Give the day to Mr. Washington
Monday was Presidents Day, a federal holiday that most people don't really think twice about. That is a genuine shame, because before there was "Presidents Day," America celebrated the February 22nd birth of the most consequential president in our history: George Washington.
Author Richard Brookhiser made the case back in 2013 for ditching the generic "Presidents Day" and returning to celebrating Washington's birthday:
Washington’s reputation suffered an indirect but damaging hit in 1968. It came from those masterminds of many bad ideas—business lobbyists, labor unions and Congress. The Uniform Monday Holiday Act established the “uniform annual observances of certain legal public holidays,” moving Washington’s Birthday, Memorial Day and Veterans Day to Mondays (the third in February, the last in May and the fourth in October, respectively). Federal workers wanted three-day weekends, and the Chamber of Commerce and the National Association of Manufacturers thought productivity would rise without midweek interruptions. Memorial Day and Veterans Day were already somewhat abstract observances—what did it matter what day they fell on? But to mess with a man’s birthday is to steal a piece of his soul.

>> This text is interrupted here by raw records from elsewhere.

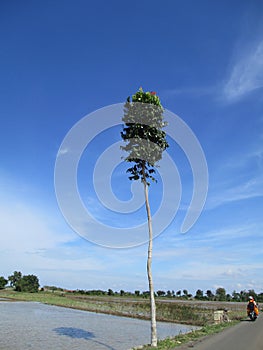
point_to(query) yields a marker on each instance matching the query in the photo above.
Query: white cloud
(246, 74)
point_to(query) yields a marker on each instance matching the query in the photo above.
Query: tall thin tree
(145, 142)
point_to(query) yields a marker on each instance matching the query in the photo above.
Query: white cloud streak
(246, 74)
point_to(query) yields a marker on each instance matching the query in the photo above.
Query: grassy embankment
(191, 312)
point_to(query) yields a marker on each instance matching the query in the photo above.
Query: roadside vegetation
(188, 312)
(179, 307)
(188, 338)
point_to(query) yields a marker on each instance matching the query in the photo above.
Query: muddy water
(35, 326)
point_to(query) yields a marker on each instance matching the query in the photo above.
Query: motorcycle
(252, 315)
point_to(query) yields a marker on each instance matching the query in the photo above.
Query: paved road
(247, 335)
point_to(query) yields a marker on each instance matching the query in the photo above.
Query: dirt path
(244, 336)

To add insult to injury, some wanted to call the new February holiday Presidents Day, in honor of both Washington and Lincoln. This failed in Congress—the official name of the holiday is still Washington’s Birthday—but the impression lingered. George and Honest Abe start hawking cars and washers as soon as the Valentine’s Day cards get put away. Or maybe that informal plural noun embraces every dead president, including Franklin Pierce and Chester Alan Arthur. If we honor them all, they must all be equally honorable (or equally forgettable).
Time to put Washington back where he belongs, on February 22, and first in our hearts.
And he belongs there for some truly excellent reasons:
George III was right: Washington was the greatest character of his age—and of our age, as a glance at the headlines shows. We live in an era of revolutions, and so many are sad botches. The former Soviet Union is Putinland, plus a collection of feral -stans. The former Yugoslavia is only now emerging from a carnival of war crimes. The Arab Spring exchanges one group of despots for new, more pious ones. Royalty is out of fashion, but aged megalomaniacs and their kin rule by divine right in all but name—the Kims in North Korea, the Castros in Cuba, Robert Mugabe still hanging on in Zimbabwe.
Revolution is hard—as hard as freedom. It takes work, willpower, military skill, political cunning—and the wisdom and humility to know that all power is on loan, and at the service of the life, liberty and happiness of one’s fellow citizens. A big man in a hick country figured that out two centuries ago, and for 22 years—from taking command of the Continental Army, to attending the inauguration of his successor in 1797—he made it work. Happy birthday, George.
Hppy birthday, indeed, Mr. President.